Binder derived from industrial solid waste: a low-carbon attempt for deep soil mixing pile

This study develops a solid waste–based binder (SWB) as a sustainable alternative to ordinary Portland cement (OPC) for deep soil mixing (DSM) applications. The binder was formulated using steel slag (SS), mineral slag (MS), two desulfurisation by-products (DP-1 and DP-2), and a reduced amount of OPC. The optimal composition, determined by way of response surface methodology, was MS:SS:DP-1:DP-2:OPC = 40:20:15:5:20. The SWB-stabilised silt achieved unconfined compressive strengths (UCS) of 1.99 MPa at 7 days and 3.21 MPa at 28 days, with notable synergistic effects between MS and SS. A predictive model for 28-day UCS incorporating moisture and binder content was established. Hydration reactions produced cementitious gels with minimal heavy metal leaching. Full-scale DSM pile tests showed that SWB-treated piles (60 and 70 kg/m) reached bearing capacities of 220 and 260 kN, outperforming OPC-treated piles (160 kN at 60 kg/m), and exhibited higher quality indices.
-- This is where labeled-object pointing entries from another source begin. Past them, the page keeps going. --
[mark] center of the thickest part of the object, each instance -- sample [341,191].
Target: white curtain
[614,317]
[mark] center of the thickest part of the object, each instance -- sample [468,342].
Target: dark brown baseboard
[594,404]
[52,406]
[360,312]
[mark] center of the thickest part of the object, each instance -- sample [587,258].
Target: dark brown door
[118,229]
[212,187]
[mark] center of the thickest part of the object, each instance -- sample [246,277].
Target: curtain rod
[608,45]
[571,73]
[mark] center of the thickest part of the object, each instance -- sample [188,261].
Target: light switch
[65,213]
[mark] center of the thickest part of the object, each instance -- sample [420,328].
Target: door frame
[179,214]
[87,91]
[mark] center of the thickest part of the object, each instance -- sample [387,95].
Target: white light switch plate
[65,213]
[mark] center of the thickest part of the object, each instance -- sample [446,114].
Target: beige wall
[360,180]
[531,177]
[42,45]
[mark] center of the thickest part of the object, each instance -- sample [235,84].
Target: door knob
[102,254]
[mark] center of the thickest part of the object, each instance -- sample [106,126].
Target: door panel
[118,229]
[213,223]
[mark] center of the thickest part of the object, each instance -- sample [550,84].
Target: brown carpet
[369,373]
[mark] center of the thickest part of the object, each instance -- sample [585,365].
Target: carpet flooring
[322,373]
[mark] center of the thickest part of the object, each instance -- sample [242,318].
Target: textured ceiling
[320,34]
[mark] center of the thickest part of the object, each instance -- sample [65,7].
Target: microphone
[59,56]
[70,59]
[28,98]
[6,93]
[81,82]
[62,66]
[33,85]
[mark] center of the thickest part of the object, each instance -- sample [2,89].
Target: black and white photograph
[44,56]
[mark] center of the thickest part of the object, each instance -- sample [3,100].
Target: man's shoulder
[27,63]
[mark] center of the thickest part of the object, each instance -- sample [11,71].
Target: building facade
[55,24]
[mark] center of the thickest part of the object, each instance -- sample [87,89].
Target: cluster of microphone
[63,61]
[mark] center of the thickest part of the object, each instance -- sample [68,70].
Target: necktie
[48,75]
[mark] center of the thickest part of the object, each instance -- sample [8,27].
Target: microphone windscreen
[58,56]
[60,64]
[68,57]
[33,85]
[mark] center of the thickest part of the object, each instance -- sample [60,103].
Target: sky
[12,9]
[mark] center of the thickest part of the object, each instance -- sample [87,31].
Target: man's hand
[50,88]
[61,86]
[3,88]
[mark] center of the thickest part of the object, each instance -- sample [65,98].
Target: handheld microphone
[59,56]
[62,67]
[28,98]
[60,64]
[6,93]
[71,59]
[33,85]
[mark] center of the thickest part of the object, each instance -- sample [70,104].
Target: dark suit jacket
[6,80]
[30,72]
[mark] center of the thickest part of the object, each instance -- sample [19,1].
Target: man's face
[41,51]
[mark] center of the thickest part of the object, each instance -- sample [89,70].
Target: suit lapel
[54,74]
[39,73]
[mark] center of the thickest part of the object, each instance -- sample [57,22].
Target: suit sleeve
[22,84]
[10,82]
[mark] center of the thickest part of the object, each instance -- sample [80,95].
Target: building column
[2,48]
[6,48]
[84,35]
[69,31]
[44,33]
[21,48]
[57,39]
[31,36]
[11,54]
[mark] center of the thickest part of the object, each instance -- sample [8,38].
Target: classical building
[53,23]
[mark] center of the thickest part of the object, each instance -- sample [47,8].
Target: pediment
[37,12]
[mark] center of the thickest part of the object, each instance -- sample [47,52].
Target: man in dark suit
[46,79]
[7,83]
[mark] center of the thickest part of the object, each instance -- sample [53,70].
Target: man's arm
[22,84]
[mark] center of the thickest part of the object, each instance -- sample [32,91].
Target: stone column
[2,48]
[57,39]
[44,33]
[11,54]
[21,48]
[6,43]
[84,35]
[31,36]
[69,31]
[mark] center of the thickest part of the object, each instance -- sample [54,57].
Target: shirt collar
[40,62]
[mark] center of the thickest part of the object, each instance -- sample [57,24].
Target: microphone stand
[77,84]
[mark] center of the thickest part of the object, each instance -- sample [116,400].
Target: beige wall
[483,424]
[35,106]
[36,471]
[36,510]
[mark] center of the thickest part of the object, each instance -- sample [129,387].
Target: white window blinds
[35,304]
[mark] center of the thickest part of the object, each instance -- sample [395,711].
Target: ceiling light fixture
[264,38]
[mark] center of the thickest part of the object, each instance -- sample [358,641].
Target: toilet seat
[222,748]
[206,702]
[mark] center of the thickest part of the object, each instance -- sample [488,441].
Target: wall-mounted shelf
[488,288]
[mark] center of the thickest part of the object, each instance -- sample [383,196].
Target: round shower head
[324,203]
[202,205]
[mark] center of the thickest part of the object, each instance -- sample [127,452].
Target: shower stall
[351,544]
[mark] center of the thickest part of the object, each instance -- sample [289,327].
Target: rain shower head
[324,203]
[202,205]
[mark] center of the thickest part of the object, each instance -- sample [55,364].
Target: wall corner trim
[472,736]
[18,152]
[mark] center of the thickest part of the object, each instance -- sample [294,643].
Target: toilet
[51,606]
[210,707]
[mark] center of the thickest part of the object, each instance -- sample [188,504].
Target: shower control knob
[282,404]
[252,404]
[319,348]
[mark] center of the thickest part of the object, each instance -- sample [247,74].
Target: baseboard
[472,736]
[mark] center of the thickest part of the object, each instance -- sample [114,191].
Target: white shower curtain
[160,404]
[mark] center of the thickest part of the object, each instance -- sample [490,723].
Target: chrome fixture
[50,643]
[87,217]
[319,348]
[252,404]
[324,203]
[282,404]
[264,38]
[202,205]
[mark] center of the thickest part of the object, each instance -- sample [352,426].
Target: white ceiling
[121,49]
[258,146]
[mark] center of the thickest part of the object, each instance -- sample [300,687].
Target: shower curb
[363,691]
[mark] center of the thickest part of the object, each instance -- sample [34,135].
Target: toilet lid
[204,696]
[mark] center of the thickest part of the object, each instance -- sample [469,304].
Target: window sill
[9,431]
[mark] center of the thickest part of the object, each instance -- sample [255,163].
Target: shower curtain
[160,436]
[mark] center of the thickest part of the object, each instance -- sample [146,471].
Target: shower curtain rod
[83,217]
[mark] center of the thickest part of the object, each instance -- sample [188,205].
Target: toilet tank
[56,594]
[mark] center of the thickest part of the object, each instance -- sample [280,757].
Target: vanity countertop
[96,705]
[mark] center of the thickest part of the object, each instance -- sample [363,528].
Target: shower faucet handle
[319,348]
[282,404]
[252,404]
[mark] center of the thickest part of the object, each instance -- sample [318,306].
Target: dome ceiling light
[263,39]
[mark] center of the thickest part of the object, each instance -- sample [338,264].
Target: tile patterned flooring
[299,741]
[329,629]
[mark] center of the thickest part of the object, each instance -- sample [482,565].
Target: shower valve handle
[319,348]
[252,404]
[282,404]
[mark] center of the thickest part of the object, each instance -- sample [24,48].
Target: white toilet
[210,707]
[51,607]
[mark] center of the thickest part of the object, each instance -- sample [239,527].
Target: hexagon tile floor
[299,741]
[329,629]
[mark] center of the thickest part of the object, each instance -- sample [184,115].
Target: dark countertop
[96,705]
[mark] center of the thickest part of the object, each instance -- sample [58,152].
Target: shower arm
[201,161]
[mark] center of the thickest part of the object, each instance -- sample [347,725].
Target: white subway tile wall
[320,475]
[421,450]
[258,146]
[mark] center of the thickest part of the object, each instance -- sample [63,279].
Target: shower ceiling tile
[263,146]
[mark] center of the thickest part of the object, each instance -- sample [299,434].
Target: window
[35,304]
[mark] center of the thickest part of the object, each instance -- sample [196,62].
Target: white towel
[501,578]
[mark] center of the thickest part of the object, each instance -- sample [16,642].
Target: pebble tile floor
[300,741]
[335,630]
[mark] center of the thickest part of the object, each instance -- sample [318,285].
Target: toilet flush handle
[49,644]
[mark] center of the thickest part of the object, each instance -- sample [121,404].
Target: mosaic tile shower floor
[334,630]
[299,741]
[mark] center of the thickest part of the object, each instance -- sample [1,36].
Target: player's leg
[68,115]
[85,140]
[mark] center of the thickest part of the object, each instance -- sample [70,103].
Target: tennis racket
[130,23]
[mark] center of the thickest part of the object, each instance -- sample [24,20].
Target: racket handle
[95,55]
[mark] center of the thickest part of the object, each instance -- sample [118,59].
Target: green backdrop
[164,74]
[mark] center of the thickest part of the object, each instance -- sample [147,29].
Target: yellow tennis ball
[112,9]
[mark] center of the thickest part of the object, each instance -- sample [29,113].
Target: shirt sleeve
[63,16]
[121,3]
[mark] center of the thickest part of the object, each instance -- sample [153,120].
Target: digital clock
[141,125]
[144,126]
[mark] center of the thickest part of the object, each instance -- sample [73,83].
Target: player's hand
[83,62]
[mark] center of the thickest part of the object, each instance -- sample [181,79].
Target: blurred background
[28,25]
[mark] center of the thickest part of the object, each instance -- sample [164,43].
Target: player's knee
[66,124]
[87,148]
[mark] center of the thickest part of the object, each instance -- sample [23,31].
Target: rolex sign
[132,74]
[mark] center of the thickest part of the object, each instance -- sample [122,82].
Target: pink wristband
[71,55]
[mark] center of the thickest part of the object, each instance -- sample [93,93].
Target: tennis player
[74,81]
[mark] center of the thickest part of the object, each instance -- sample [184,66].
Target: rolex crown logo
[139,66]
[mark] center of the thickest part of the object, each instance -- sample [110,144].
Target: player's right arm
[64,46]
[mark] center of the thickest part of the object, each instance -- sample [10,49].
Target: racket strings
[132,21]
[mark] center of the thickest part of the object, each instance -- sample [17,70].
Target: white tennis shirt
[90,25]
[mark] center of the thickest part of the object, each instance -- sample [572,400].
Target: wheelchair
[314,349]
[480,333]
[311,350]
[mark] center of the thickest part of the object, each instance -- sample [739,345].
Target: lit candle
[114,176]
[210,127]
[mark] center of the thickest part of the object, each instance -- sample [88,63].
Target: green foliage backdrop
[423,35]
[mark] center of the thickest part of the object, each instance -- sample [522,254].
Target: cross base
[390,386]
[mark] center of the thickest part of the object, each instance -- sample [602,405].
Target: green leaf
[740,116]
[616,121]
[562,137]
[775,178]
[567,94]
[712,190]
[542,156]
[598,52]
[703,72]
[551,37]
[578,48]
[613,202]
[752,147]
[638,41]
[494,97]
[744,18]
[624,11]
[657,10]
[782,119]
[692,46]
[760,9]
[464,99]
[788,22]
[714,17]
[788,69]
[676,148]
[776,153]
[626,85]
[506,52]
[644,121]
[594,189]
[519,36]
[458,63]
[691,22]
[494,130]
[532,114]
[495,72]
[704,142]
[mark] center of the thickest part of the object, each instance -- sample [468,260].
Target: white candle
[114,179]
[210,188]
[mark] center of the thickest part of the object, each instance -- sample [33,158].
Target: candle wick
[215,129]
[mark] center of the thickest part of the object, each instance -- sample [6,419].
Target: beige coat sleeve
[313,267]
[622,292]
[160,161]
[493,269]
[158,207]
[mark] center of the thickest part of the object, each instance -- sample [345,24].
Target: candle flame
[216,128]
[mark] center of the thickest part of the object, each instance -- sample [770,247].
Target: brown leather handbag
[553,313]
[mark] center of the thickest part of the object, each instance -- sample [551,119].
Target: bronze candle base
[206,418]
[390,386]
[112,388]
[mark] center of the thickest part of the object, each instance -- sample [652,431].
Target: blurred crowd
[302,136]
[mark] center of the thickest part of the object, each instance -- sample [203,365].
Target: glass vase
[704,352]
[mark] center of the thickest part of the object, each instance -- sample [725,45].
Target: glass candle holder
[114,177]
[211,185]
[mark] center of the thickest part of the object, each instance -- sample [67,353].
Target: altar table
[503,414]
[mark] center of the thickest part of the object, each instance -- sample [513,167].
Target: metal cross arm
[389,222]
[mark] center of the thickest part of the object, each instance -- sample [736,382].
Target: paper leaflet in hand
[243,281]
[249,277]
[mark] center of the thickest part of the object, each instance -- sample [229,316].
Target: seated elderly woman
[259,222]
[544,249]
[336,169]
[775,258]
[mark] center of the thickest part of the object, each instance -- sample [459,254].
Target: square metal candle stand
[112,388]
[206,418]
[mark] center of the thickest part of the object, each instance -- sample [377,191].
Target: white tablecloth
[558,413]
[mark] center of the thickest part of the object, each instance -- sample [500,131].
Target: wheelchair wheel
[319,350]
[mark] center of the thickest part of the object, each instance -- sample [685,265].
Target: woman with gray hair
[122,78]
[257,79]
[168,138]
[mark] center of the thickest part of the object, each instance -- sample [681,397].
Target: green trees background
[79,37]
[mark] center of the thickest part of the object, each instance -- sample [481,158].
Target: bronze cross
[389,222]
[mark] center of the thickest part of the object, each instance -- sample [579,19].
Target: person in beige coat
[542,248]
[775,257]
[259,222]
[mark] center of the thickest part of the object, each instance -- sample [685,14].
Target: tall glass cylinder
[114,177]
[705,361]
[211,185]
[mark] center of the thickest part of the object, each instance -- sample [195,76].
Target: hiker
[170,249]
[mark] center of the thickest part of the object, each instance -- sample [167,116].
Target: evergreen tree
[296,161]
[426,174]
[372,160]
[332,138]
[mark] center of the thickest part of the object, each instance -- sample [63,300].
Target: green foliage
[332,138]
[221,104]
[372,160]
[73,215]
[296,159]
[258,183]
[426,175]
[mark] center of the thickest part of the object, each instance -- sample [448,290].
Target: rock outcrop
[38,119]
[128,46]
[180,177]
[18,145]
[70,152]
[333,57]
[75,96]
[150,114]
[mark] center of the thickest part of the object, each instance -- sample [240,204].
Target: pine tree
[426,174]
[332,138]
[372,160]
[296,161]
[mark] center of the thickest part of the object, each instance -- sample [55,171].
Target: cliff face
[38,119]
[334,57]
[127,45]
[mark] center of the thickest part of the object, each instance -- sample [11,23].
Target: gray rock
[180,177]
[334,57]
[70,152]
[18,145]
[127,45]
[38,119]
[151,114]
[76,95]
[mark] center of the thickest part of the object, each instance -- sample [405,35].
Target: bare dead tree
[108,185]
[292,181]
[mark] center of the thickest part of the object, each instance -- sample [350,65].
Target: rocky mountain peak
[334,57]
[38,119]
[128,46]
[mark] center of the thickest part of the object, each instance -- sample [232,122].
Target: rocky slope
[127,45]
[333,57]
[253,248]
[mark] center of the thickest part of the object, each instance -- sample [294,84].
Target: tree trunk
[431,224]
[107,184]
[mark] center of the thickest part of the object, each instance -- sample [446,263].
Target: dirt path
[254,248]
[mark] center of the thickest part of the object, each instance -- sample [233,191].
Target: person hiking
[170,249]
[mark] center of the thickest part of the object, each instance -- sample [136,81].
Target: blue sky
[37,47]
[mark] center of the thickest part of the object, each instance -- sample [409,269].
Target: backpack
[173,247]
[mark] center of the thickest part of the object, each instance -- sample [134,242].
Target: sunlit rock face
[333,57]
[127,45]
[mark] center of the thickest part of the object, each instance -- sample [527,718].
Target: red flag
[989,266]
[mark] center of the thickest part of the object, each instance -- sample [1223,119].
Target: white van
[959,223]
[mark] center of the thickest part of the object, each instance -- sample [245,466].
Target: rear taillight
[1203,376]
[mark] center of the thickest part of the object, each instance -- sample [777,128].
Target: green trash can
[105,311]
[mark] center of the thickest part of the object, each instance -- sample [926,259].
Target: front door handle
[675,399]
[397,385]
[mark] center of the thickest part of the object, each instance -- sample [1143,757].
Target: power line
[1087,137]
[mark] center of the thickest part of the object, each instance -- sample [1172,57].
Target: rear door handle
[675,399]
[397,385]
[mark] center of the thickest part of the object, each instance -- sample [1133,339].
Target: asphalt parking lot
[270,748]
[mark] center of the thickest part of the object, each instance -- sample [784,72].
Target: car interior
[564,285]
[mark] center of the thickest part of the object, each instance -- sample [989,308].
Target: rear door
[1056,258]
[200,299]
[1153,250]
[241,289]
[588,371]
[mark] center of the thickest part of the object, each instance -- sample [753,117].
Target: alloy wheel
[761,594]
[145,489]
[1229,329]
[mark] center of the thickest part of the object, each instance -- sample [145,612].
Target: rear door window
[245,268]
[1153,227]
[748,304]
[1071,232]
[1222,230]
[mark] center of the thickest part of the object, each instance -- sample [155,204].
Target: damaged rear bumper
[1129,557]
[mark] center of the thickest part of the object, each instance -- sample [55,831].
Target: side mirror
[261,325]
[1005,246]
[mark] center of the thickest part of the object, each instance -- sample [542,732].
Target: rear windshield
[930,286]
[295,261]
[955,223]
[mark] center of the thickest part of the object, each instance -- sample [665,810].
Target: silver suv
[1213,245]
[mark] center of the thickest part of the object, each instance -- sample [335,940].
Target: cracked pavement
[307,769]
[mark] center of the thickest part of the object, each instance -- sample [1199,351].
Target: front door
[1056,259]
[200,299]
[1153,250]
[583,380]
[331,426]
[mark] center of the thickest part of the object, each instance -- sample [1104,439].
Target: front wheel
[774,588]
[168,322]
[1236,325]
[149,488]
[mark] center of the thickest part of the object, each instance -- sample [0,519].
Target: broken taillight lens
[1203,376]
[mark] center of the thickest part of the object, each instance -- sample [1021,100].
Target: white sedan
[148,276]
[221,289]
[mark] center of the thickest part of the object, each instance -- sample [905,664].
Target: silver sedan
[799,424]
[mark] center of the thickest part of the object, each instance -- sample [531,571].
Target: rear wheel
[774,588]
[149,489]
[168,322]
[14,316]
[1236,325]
SWB-treated piles reduce total carbon dioxide emissions by more than 70% and binder material costs by over 60% compared with OPC, yielding a more than three-fold improvement in carbon efficiency. As a sustainable binder with technical, environmental, and economic viability, SWB directly contributes to UN SDG 11 by improving urban infrastructure in climate resilience and resource efficiency.